Path tortuosity for permeant water molecules at the nanoscale can be increased by addition of nanoclay to the PA-6 phase, which has an affinity for water due to the formation of hydrogen bonds. The incorporation of nanoclay in the PA-6 phase of the blend raises its melt viscosity, as shown in the non-Newtonian rheological data presented in Fig. 5. This increase in viscosity of the PA-6 phase induces a consequent change in the phase morphology of the nanocomposite blend previously pictured in Fig. 7 from co-continuous to having the nylon dispersed in HDPE, as shown in Fig. 8. Having the HDPE be continuous will improve the blend's resistance to water permeation in addition to the reduced nylon permeability afforded by its nanoclay content. In regard to oxygen barrier requirements, though, the less permeable PA-6 phase would preferably be continuous, but the lower cost of the HDPE continuous phase could compensate for the more expensive nanoclay inclusion in the PA-6 that again also renders it even more impermeable, thus maintaining the cost-effectiveness of the nanocomposite blend.
Rheological data from Fig. 5 (taken from the higher shear rate region) show that the melt viscosity of LDPE is the lowest among all blend components, including the PA-6 phase. Therefore, instead of forming a nylon nanocomposite component to render the nylon phase discontinuous, substitution of LDPE having a lower melt viscosity in the important higher frequency region for the HDPE can also generate the necessary enhanced nylon-to-PE phase viscosity ratio to produce a dispersed nylon phase at the same component ratio in the blend, as shown in Fig. 9. Thus, rheological analysis can prove to be an important tool in predicting and controlling the morphology of inhomogeneous blend systems.
Similar rheological data for PA-MXD6 blends are given in Fig. 6. Figure 10 shows the morphology of such a blend comprising 80% polyethylene to feature a dispersed nylon nanocomposite phase despite its lower viscosity, due to the preponderance of polyethylene in the blend composition.
WVTR for Individual Polymers and Nanocomposites
Table 5 provides water vapor permeation data for all of the component polymers and nanocomposites used in the blends. The WVTR of the subsequent blend compositions reflect a dependence upon these characteristics of the constituent materials in addition to phase continuity/ morphology. As shown in Table 5, HDPE and LDPE have lower WVTR values of than nylon due to their inherent nonpolar chemical nature and the affinity of nylon's polar amide functional group for water molecules.

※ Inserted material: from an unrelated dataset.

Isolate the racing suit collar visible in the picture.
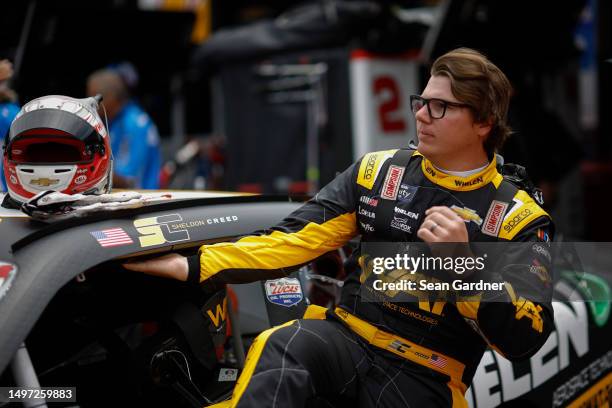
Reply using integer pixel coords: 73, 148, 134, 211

The atomic force micrograph shown in Fig. 11 depicts the morphology of a compression molded PA-6 NCH nanocomposite in a plane normal to the surface of the compression press platens. The highly ordered texture comprising ridges at about a 30 nm spacing oriented by the squeezing flow during molding suggests a laminated structure comprising silicate platelets that would produce an effective permeation barrier by generating a tortuous diffusion path. In both, PA-6 NCH (PA-6 in-situ polymerized with organoclay) and PA-6 compounded with 2 vol% silicate, WVTR was reduced by nearly 60% as compared with unfilled PA-6. However, according to the permeation data of Table 5, PA-6 NCH (with 1.9 wt% in-situ polymerized organoclay) offers a slightly reduced permeability as compared to PA-6 compounded with 2 vol% clay at almost half the clay loading level. (Note that a concentration of 2 vol% in compounded PA-6 is equivalent to 3.5 wt% of clay.) This exceptional performance is derived from a tethering effect during in-situ polymerization of caprolactam molecules in the clay galleries, leading to further expansion of clay galleries and exfoliation into individual layers of clay silicates upon polymerization to PA-6 .

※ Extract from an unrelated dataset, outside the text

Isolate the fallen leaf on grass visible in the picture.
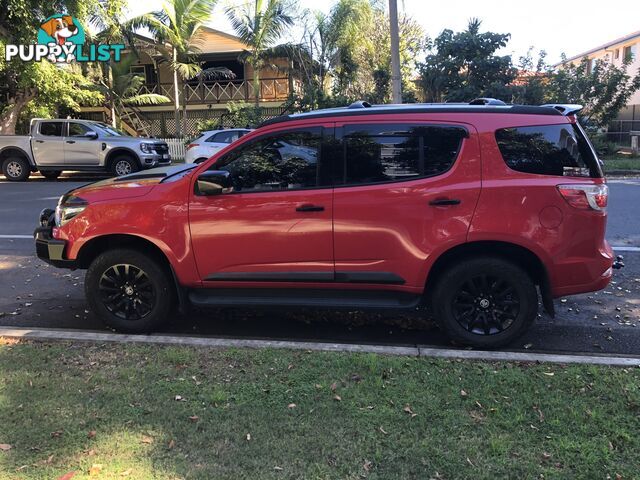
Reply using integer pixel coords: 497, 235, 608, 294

The WVTR for gas barrier PA-MXD6 and its nanocomposite are lower than the corresponding figures pertaining to PA-6. The presence of aromatic rings in the PA-MXD6 causes a reduction in free volume by hindering the motion of the methylene segments, resulting in a higher density of 1.22 g/[cm.sup.3] vs. 1.13 g/[cm.sup.3] for PA-6 and higher glass transition temperature . Table 6 shows water absorption as a function of relative humidity (RH) to be significantly reduced in the PA-MXD6, which may account in part for its reduced water permeability. However, the incorporation of 2 vol% nanoclay in the PA-MXD6 matrix further reduced the WVTR by 38% to 0.85 g.mil/hr.[m.sup.2] as shown in Table 5. Even though this research work is focused on water permeation resistance, it should be noted that PA-MXD6 is widely utilized as a gas barrier due to its superior permeation resistance to oxygen compared with PA-6 and poly ethylene terephthalate (PET) as well as its reduced water uptake vs. ethylene vinyl alcohol (EVA) at higher RH levels.

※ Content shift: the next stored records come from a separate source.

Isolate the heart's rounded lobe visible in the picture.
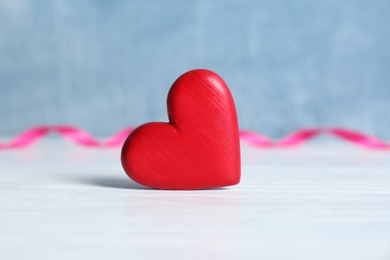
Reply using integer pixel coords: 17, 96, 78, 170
121, 69, 240, 190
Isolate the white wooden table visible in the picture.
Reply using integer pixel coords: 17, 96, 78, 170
1, 140, 389, 260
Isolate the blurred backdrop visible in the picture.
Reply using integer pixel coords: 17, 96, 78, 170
0, 0, 389, 139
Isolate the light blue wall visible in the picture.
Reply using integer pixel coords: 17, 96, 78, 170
1, 0, 389, 138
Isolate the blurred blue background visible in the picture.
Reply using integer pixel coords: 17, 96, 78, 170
1, 0, 389, 139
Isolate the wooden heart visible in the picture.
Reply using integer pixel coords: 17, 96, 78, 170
121, 69, 240, 190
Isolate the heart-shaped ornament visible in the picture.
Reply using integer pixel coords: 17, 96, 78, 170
121, 69, 240, 190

WVTR for Polymer/Nanocomposite Blends
Table 1 shows PA-6 NCH to be the continuous phase for the composition of 80 wt% PA-6 NCH and 20 wt% polyethylene phase (comprising 16 wt% HDPE and 4 wt% MPE), while it formed the dispersed phase when present at only 20% by weight of the composition. The WVTR in this latter blend was 87% below that for the composition containing 80 wt% PA-6 NCH. Thus, when polyethylene predominated as the continuous phase with nylon nanocomposite as the dispersed phase, the rate of movement of water vapor through the blend was retarded by the chemical dissimilarity between the continuous non-polar matrix and the polar water molecules. It might be noted that the WVTR through neat PA-6 NCH reported in Table 5 is actually lower than that of the blend of this same PA-6 NCH with 20 wt% of HDPE in Table 1, even though chemical considerations would suggest that the HDPE blend should be less compatible with and hence less permeable to water molecules. This unexpected result indicates the complexity of the polymer blend, comprising interfacial regions in addition to the primary phase components.
The compositions and their corresponding changes in WVTR reported in Table 2 show the effect of change in phase continuity from a co-continuous morphology to continuous-dispersed phase morphology upon clay addition to the nylon blend component. For equal amounts of PA-6 and HDPE in the blend without nanoclay, a co-continuous morphology comprising the two polymer phases was observed, as discussed earlier and shown in Fig. 7. Inclusion of nanoclay (2 vol%) in the PA-6 phase increased the viscosity of the phase, as evident in Fig. 5, thus resulting in the PA-6 nanocomposite phase becoming dispersed in a continuous polyethylene matrix, as shown in the micrograph of Fig. 8. These changes in the system were manifested in the corresponding drop in the WVTR shown by the first two compositions in Table 2.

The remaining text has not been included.